University vice-chancellor Teiwei Kuo appeared to condemn the attacks on the student protesters.
“We shouldn’t be seeing violent incidents of this sort in a place of learning, and there should be a zero-tolerance policy for any kind of violence,” Kuo told reporters. “There are, however, certain areas for investigation, and we the university will now go through a process of investigating the incident.”
Self-rule in Taiwan
China‘s Kuomintang (KMT) nationalist government under Generalissimo Chiang Kai-shek relocated to Taiwan in 1949 after losing a civil war to Mao Zedong’s communists on the mainland.
The island began a transition to democracy following the death of Chiang’s son, President Chiang Ching-kuo, in January 1988, starting with direct elections to the legislature in the early 1990s and culminating in the first direct election of a president, Lee Teng-hui, in 1996.
Recent opinion polls indicate that there is broad political support for de facto self-rule in Taiwan, where the majority of voters identify as Taiwanese rather than Chinese.
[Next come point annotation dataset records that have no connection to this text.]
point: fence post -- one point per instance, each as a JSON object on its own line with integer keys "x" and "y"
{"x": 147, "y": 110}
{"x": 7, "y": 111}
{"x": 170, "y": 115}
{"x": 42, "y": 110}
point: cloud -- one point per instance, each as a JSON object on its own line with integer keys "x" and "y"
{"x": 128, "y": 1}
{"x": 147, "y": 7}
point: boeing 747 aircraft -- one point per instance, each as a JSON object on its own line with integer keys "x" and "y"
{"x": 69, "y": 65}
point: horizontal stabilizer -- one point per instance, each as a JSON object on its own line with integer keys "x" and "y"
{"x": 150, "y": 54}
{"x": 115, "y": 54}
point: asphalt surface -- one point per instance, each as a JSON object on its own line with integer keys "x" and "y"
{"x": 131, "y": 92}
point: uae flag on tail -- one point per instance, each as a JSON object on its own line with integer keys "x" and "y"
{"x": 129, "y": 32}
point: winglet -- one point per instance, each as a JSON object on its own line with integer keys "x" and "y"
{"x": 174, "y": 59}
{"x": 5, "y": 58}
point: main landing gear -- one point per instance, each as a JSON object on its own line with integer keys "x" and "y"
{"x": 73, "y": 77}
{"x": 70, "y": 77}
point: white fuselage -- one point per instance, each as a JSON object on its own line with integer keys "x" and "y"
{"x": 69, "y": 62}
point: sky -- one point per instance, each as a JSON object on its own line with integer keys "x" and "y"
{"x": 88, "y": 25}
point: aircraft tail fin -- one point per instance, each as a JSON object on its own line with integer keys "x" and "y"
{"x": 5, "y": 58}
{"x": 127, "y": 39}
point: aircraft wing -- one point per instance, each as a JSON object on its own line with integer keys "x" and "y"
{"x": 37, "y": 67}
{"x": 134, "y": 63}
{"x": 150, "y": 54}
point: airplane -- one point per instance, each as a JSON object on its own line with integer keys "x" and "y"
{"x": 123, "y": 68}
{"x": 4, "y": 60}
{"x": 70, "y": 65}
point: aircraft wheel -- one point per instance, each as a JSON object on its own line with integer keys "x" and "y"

But while the Chinese Communist Party has never ruled the island, Beijing regards it as part of Chinese territory and has threatened to invade if Taiwan seeks formal independence.
China‘s United Front operation comprises a huge and shadowy network that delivers Communist Party propaganda overseas in collaboration with government agencies, including embassies and consulates, according to a recent analysis on the International Policy Digest website.
The failure to register a connection with the Chinese government would likely render many United Front activities illegal under U.S. laws governing foreign agents, it said.
But it said such laws are rarely enforced in practice, citing “powerful multinational business interests” keen not to derail Chinese business ties.
The quasi-governmental China Council for the Promotion of Peaceful National Reunification (CCPPNR), the China Overseas Exchange Association (COEA), and the China Overseas Friendship Association (COFA) all carry out United Front work overseas under the leadership of Communist Party officials, the article said.